For Linux - ext4, for Windows NTFS and maybe ReFS (see Big Windows Node file system latency and 100% activity (NTFS vs ReFS))

1 Like

Well, but I didn’t find anything about it in documents. I have been used NTFS on Ubuntu from very beginning, maybe for 2 years, until now. I can not easily converted to other filesystems, because I have no other empty hard disk to swap data into it.

1 Like

That was a good idea. Done so now here: Blueprint: Refining Audit Containment to Prevent Node Disqualification for Being Temporarily Unresponsive by ReneS
I didn’t think we had the node crashing itself worked out enough to write a blueprint for it, but I did include the suggestion under further considerations.

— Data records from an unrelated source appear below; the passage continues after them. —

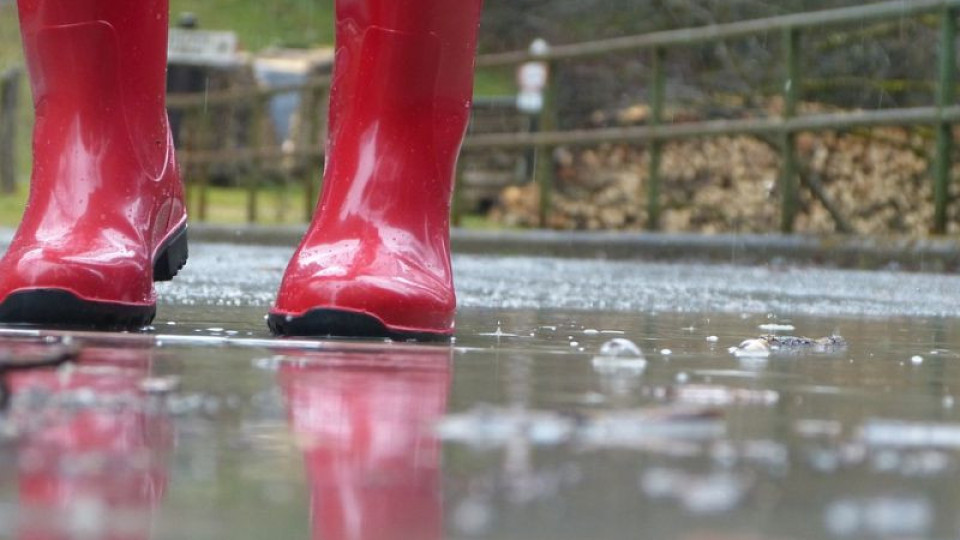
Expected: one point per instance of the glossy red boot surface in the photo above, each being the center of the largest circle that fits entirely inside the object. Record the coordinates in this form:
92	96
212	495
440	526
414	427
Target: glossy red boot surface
105	216
376	259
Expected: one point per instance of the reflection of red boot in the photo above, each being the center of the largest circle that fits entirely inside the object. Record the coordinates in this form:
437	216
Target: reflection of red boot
376	260
104	461
106	215
365	423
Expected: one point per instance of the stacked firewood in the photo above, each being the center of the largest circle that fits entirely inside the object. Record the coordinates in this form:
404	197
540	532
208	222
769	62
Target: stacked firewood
876	180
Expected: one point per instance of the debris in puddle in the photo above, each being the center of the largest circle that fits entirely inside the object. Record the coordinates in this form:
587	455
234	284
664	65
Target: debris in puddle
892	516
751	348
769	454
606	365
498	333
621	347
812	428
768	344
711	493
915	463
620	357
772	327
160	385
704	394
487	426
896	433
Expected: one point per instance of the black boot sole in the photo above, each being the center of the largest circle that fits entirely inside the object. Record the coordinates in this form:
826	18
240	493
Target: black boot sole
57	307
342	324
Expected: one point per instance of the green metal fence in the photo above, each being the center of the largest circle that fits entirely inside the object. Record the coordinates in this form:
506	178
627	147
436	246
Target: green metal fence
941	115
259	154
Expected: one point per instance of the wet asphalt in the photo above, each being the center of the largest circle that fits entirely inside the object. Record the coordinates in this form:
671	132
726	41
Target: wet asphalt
537	422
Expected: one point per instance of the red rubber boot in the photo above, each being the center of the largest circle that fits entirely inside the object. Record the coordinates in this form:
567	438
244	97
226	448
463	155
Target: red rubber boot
376	260
105	217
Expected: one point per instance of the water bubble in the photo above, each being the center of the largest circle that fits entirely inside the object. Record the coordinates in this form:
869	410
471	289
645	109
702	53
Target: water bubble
621	347
751	348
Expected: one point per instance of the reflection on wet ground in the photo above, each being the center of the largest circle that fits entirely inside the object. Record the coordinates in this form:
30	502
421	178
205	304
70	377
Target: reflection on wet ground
535	423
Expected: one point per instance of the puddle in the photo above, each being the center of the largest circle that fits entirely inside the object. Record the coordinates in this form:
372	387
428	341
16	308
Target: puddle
211	428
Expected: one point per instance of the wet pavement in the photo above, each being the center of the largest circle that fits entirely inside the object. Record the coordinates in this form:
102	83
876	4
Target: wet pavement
581	399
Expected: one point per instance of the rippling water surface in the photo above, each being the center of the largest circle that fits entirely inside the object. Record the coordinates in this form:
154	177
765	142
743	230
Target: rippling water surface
533	424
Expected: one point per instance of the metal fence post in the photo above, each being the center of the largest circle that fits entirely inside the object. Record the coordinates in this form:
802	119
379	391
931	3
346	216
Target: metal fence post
657	95
258	117
788	139
9	94
545	170
946	95
316	116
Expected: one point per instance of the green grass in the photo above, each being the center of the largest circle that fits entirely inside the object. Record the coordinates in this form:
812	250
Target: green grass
228	206
259	24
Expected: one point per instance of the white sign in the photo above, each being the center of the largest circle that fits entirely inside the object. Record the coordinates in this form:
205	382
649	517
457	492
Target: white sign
530	102
532	76
202	47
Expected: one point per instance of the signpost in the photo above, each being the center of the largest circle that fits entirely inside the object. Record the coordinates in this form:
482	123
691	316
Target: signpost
202	47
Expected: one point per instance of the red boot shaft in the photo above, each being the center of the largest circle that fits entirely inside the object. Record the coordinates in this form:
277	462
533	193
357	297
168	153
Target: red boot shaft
376	259
105	196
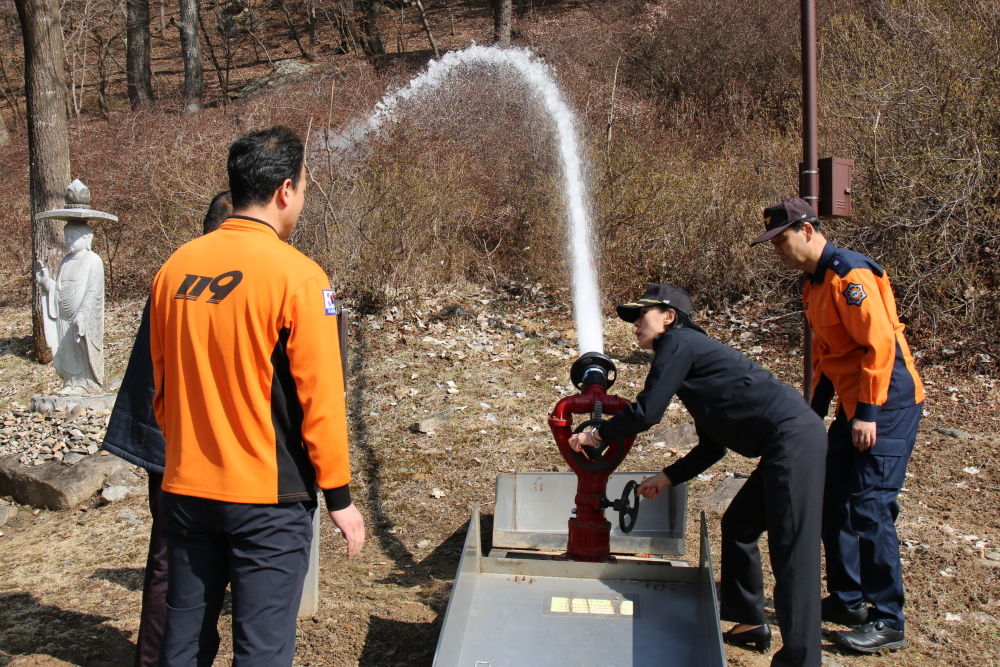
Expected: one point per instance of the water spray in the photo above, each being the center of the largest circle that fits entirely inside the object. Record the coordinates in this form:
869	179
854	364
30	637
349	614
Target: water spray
541	80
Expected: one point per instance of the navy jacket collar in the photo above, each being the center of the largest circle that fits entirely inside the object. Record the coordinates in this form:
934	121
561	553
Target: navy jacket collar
823	264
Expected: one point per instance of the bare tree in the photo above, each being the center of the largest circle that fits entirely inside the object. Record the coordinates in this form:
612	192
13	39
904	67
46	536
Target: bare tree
48	141
501	22
139	75
191	52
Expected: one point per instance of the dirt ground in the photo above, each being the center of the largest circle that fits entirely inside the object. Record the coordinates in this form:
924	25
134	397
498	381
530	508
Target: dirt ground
70	582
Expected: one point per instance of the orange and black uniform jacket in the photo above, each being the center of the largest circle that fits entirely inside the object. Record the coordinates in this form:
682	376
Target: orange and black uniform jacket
249	387
858	349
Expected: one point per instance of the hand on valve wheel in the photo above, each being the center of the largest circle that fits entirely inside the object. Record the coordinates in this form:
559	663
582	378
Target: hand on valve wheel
578	440
653	486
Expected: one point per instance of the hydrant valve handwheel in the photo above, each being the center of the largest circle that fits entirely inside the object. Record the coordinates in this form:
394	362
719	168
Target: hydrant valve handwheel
589	537
626	508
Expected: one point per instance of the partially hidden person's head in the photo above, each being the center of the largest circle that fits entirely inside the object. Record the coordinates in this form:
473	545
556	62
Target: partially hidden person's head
661	308
793	228
267	177
220	209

Also created a suggestion here so people can vote. Refining Audit Containment to Prevent Node Disqualification for Being Temporarily Unresponsive


The documentation updated when we have an additional information. Even NTFS usage make it different - your node was affected only after 2 years on NTFS in Linux, my 2 years node was affected after a week since migration to Ubuntu.

using stuff across platforms or brands without strict certification processes can be terrifying at the best of times.

complex structures, machines or code usually doesn’t combine well without years of peoples lives being spent on making sure things are 100% compatible.

Just to report back: My node came back to life for Europe-North this evening and is no longer disqualified on it:
Suspension 100 %
Audit 100 %
Online 95.87 %

So it seems that someone at Storj had a :heart: :heart: :heart:
Thank you!

Hopefully it will get un-disqualified on Saltlake as well, I keep my fingers crossed.

Luckily I had not yet wiped the data, so I am posting this also for other SNOs affected to maybe keep waiting and hoping.

1 Like

The team decided to reinstate nodes disqualified because of timeout since the containment bug was introduced ~ 2021-07-24T00:00:00Z until the date when the fix has been deployed (2021-08-23T00:00:00Z).
The reinstate is applied except Saltlake.
The Saltlake satellite has resisted to apply the fix, but we will try to fix it on Monday.
If your node still have data - it can recover the reputation, if data is lost it will be permanently disqualified.

1 Like

Why not saltlake :sob::sob::sob:

1 Like

:open_mouth: :open_mouth: :open_mouth: :open_mouth: :open_mouth: :open_mouth: :open_mouth: :open_mouth: